Rohan Rainbow, P2D’s chief is on board the project after his consulting role with the Cotton RDC. Mr Rainbow is encouraging farmers, organisations and communities to attend workshops to pitch in their ideas in regards to data access.

“We want to understand the issues for third parties accessing producers’ data – and not just ownership but the legal implications of how access is assigned,”

P2D Chief Rohan Rainbow via Queensland Country Life

One of the major aims of the P2D forum is to identify ownership and its applied legalities when sourced from farming applications such as cattle or livestock information.
Mr Rainbow also stated that P2D aims to accelerate the adoption of technology in the agriculture scene where there’s an impending “technological divide” between non-tech aided farming practice compared to early adopters to technology. Through a funded research and development, P2D aims to sustain tech aided farming to Aussie agriculture.
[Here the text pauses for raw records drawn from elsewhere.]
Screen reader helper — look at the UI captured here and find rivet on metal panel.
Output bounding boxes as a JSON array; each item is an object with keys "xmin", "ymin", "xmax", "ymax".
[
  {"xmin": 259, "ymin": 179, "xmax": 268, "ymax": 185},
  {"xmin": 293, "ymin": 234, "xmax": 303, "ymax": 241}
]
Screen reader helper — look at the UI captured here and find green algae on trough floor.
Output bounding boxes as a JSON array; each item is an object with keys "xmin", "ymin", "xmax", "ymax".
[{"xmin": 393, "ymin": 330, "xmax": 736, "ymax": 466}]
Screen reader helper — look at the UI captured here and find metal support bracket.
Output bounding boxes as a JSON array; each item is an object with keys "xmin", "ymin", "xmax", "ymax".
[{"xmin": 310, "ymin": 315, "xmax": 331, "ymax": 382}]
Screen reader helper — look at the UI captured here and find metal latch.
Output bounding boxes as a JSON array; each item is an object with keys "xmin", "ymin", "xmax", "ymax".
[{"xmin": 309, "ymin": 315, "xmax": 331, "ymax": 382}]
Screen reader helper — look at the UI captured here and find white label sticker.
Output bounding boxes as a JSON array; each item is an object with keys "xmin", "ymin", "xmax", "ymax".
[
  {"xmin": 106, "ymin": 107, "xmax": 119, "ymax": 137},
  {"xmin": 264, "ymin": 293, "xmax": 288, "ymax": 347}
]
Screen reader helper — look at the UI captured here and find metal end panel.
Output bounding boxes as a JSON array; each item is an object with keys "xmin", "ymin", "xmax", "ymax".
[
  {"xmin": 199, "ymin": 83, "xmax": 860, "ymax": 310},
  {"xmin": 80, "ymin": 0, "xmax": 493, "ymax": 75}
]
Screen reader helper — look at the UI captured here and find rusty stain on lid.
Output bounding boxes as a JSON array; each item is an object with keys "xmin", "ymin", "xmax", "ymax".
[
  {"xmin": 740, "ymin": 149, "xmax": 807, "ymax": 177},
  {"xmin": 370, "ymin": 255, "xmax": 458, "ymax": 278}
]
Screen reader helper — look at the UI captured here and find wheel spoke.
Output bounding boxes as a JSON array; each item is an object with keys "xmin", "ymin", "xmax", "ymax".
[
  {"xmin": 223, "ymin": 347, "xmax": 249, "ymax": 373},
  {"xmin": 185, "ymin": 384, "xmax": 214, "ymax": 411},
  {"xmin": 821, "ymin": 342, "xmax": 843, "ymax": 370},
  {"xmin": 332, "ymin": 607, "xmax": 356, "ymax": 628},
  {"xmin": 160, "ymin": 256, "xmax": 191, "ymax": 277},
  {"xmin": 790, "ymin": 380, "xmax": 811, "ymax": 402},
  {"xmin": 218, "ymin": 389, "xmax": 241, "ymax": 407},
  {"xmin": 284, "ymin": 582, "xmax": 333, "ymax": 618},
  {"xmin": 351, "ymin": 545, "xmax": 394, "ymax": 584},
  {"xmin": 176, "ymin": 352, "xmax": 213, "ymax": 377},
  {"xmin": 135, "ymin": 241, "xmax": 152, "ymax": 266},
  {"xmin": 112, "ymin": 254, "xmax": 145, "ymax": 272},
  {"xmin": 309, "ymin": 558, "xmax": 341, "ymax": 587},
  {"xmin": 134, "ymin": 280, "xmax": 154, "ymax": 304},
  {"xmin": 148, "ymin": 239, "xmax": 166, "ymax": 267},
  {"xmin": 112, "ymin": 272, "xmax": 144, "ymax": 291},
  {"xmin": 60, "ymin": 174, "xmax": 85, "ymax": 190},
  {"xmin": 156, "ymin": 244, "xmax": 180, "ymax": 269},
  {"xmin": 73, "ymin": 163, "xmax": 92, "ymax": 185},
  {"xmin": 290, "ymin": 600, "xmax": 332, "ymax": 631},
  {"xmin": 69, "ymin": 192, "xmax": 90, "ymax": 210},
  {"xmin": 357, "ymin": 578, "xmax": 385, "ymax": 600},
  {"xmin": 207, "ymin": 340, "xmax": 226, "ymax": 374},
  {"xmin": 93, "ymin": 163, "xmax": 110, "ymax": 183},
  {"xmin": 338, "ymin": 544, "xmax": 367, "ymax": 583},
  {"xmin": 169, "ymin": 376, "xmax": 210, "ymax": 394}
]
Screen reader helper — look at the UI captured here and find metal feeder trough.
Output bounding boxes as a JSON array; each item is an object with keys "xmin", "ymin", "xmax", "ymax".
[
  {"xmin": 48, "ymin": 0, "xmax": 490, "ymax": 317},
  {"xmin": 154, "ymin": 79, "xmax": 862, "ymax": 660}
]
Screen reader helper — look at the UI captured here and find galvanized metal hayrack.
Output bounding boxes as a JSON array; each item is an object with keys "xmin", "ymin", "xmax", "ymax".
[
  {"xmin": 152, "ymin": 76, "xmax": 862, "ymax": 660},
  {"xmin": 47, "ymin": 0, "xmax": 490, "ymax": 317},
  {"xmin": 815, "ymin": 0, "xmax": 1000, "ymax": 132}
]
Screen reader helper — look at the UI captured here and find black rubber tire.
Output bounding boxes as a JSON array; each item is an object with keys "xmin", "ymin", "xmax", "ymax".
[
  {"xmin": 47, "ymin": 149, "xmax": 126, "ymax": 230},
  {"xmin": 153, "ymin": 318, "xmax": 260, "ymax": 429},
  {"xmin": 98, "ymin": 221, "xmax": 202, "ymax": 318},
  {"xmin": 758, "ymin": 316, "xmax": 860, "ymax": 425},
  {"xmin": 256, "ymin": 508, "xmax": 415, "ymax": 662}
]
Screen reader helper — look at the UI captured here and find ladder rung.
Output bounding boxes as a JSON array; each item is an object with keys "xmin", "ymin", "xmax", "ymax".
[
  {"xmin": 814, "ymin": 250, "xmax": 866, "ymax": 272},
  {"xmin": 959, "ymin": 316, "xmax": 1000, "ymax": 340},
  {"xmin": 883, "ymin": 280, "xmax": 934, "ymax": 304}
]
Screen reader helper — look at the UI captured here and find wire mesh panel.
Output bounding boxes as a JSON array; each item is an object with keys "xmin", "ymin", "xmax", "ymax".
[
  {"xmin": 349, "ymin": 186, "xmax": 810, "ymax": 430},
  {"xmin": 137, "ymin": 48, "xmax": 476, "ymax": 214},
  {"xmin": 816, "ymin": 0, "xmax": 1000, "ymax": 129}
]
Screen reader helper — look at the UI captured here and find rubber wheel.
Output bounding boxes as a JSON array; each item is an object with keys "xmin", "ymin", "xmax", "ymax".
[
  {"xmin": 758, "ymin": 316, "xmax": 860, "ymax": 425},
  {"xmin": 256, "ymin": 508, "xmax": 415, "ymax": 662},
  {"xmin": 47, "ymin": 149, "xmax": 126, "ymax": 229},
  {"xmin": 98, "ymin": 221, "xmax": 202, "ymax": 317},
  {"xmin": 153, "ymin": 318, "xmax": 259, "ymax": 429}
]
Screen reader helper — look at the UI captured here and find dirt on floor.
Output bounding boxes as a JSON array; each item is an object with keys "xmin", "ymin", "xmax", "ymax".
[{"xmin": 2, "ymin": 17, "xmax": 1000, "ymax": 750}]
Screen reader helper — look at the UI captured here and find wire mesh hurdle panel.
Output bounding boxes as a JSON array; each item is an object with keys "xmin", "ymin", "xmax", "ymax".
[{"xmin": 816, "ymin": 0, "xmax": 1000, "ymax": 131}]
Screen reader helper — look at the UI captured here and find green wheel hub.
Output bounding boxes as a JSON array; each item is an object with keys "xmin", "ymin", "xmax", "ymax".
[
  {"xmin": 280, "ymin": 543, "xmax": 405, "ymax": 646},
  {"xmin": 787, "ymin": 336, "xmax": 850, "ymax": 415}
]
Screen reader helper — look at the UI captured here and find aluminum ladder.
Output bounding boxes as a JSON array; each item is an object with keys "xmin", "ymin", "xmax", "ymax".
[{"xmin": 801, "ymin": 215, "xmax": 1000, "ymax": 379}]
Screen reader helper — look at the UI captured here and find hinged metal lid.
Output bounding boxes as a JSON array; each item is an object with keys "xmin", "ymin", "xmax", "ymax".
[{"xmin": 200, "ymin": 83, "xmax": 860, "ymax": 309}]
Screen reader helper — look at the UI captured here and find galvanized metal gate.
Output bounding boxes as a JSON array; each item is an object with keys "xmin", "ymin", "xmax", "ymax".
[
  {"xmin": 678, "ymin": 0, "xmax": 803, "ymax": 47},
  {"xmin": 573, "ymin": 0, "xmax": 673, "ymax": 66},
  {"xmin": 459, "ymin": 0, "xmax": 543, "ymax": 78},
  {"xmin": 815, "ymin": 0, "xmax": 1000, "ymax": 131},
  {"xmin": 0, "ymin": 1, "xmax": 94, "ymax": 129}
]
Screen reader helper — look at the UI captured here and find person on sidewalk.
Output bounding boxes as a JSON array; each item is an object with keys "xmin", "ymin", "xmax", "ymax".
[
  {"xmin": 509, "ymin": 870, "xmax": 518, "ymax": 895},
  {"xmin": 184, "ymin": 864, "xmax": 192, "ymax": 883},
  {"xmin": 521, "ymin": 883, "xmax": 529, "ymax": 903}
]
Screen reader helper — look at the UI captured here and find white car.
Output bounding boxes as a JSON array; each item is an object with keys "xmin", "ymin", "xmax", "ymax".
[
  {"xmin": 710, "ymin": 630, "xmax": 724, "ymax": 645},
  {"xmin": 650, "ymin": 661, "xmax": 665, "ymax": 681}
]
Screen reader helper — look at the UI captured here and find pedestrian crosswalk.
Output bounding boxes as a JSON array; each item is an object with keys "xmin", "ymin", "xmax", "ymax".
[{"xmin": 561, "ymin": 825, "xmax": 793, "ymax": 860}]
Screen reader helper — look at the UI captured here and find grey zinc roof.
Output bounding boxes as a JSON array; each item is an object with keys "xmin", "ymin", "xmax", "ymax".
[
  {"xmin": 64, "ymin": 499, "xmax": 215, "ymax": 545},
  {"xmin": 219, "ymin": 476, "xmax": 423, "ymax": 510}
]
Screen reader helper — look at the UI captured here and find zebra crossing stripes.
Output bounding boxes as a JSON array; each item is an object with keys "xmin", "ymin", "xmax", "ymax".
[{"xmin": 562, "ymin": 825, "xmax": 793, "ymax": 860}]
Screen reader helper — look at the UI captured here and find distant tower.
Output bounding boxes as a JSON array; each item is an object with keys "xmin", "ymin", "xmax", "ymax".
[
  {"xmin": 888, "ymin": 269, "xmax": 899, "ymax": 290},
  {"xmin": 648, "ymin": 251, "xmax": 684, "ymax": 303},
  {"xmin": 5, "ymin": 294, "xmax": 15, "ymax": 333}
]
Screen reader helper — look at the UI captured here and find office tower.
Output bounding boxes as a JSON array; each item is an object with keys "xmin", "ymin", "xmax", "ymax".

“You only have to look at our competition in the US, Europe or Brazile – who have quickly developed and adopted technologies for productivity gains,”

Mr Rainbow 

Overall, the P2D project aims to present a report to the Australian government in order to aid in future policies, legislations and regulations. The findings of the P2D study are expected  by the end of this year.
For farmers and agriculture organisations, this is an opportunity to be proactive in the creation of governing laws surrounding data from agriculture ranging from applications, internet repositories, satellite internet dependent systems and data derived from on the field use.